After giving away the bike, you can offer monetary incentives or a monthly payment program for other interested workers. Something as simple as a raffle is a great way to build momentum around an idea which you can then use to propel forward with many of the other tips in this article.
Talk About Alternatives to Normal Bikes
Some people may feel awkward about cycling to work on a normal bike for many reasons. Whether it be their fitness level, a bad biking experience, or a longer commute, some people do not like the idea of regular cycling to work, but that does not mean you should give up on them.

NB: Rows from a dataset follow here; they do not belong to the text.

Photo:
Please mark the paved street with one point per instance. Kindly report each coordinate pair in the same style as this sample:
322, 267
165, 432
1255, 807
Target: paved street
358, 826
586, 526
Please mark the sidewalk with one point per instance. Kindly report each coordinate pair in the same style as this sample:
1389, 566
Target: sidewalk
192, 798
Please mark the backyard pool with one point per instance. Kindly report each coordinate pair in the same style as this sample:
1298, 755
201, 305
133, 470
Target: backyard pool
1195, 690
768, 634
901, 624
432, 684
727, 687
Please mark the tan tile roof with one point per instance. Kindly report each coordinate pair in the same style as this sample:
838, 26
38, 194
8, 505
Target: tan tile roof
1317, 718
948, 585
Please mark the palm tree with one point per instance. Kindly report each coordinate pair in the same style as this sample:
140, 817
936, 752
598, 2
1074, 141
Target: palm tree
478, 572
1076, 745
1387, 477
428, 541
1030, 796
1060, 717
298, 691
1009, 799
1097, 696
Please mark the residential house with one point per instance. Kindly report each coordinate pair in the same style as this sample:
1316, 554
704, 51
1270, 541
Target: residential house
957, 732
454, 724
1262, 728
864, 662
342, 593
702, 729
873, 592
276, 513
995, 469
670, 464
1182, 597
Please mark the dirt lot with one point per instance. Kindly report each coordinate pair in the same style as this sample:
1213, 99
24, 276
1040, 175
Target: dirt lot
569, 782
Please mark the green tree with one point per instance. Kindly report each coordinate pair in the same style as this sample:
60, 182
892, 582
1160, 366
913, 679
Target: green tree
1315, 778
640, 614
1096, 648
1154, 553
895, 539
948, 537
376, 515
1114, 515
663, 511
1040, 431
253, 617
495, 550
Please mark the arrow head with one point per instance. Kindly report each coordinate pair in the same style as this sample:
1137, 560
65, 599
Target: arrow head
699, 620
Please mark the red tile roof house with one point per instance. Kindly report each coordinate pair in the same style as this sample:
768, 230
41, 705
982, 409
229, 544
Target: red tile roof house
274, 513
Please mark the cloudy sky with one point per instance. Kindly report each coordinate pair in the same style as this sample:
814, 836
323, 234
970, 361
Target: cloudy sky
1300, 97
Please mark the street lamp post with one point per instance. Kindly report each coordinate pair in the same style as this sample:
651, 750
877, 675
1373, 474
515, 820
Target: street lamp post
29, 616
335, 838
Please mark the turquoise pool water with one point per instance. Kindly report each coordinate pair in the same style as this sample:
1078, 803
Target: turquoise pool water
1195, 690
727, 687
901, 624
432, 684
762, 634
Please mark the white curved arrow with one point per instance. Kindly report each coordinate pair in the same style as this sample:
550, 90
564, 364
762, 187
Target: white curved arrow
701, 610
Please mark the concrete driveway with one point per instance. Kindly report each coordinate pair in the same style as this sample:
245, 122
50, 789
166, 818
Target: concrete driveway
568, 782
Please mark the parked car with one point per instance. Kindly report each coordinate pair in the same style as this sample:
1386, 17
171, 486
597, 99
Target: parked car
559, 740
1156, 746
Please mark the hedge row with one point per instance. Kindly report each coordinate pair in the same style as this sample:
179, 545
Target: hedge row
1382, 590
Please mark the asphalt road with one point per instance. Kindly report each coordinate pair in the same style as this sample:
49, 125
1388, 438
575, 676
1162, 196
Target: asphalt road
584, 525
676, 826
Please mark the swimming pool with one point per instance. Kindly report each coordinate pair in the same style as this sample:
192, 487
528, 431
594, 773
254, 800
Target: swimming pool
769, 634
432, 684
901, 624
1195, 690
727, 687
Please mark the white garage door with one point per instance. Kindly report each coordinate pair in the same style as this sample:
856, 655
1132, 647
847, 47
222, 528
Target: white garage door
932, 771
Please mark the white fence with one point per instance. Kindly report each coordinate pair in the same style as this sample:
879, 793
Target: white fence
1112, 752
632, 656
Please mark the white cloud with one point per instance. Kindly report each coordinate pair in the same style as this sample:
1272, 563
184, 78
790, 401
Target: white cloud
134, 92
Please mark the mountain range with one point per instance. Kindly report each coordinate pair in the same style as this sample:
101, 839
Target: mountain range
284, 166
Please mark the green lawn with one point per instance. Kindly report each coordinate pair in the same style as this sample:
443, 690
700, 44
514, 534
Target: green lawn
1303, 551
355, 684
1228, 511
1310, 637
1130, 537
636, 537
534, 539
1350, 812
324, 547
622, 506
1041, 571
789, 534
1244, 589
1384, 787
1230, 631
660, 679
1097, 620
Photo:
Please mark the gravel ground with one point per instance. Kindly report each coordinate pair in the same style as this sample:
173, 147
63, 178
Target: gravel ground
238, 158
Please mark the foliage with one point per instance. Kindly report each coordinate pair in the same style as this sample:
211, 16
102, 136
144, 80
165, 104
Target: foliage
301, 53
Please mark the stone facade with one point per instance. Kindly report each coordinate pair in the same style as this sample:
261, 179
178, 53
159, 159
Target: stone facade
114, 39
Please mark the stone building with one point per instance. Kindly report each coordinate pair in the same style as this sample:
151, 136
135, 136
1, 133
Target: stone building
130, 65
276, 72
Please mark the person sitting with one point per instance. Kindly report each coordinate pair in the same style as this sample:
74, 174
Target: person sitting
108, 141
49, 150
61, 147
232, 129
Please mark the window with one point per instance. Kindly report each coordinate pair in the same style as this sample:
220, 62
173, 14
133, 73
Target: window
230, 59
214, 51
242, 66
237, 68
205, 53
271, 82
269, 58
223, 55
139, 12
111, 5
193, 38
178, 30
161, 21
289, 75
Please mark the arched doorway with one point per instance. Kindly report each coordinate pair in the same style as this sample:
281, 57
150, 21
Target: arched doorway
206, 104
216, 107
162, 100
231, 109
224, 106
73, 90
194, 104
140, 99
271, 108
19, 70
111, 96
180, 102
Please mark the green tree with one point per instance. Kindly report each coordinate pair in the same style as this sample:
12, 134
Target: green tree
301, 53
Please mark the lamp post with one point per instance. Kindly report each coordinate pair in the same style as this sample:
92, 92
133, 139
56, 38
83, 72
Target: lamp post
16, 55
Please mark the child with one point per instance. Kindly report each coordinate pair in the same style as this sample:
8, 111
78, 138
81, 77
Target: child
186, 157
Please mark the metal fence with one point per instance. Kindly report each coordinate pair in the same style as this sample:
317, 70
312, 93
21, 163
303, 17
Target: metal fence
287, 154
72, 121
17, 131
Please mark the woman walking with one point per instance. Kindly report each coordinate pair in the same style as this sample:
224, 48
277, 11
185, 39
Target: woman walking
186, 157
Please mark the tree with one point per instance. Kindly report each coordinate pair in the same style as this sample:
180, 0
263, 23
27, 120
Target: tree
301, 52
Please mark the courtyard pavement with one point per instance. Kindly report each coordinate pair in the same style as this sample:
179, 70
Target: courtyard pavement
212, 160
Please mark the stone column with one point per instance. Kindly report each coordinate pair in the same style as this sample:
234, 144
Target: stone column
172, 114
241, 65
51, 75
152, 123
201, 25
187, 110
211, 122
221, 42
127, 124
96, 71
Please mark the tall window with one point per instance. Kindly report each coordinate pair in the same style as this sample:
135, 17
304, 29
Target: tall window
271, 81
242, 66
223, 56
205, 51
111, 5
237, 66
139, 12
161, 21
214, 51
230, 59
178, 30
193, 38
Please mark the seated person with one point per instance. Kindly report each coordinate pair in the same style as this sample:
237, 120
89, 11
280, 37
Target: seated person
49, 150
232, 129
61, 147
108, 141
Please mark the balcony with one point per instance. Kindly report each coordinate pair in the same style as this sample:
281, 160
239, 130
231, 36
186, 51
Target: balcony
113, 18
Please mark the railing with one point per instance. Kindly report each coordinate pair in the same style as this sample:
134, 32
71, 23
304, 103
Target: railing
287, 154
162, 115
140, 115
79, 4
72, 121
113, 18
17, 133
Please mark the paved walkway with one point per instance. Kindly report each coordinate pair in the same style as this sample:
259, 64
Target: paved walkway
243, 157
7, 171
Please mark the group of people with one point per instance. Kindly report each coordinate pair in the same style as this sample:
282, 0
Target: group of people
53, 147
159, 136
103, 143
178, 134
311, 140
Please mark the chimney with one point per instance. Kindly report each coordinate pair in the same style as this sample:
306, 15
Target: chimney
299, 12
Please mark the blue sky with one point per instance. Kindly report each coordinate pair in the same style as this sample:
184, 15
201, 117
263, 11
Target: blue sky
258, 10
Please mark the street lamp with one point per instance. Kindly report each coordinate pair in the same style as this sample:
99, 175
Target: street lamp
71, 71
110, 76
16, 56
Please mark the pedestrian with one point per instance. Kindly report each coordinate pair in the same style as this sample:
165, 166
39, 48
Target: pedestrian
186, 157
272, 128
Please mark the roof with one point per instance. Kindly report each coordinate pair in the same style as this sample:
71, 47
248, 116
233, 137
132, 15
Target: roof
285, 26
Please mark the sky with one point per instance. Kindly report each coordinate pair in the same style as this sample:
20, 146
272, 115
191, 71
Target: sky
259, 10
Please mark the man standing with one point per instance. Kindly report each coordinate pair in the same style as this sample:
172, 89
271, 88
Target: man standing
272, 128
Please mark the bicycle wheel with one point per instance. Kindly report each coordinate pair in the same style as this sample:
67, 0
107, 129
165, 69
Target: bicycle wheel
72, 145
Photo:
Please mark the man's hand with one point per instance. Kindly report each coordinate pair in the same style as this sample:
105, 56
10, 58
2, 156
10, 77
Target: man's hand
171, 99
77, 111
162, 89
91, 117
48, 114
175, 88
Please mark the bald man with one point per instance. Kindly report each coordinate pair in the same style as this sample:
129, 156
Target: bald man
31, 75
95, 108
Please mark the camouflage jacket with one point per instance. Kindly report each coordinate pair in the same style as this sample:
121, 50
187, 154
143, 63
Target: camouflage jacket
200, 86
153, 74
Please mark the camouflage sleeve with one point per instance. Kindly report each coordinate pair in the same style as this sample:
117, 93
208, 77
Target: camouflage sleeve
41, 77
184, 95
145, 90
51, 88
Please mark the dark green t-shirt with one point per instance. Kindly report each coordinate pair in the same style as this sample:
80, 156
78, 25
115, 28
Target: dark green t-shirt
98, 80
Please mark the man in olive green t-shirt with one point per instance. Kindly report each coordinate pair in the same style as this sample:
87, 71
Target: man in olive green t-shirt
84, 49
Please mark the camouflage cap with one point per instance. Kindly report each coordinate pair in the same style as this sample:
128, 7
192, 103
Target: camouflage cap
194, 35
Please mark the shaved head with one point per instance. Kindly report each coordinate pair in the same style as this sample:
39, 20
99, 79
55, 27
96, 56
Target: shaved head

Electric and hybrid bikes can be a great alternative for those who have a harder time cycling or who have a lengthy commute. After all pedaling tow miles is quite different that pedaling seven miles! Simply making your employees aware of other options could provide an option for those for whom normal cycling is not a realistic option.
There are other forms of non-automotive transportation as well. Electric scooters are also an option. Being open to methods besides the traditional bike will ensure that your workers can choose whatever method is most accessible to them. Promoting cycling to work should never turn into shaming employees but should seek to find what works best for workers.
Do It Yourself
You should never expect your workers to do something you are unwilling to do yourself. All of the encouragement and promotions in the world will do little good if you show yourself unwilling to try cycling yourself.
Good leaders lead by example. Showing up to work on your own bike will send a clearer message than just about anything else you can do to promote cycling. There is no better way to say clearly and loudly that a company wants its workers to try cycling to work than having the boss show up on a bike.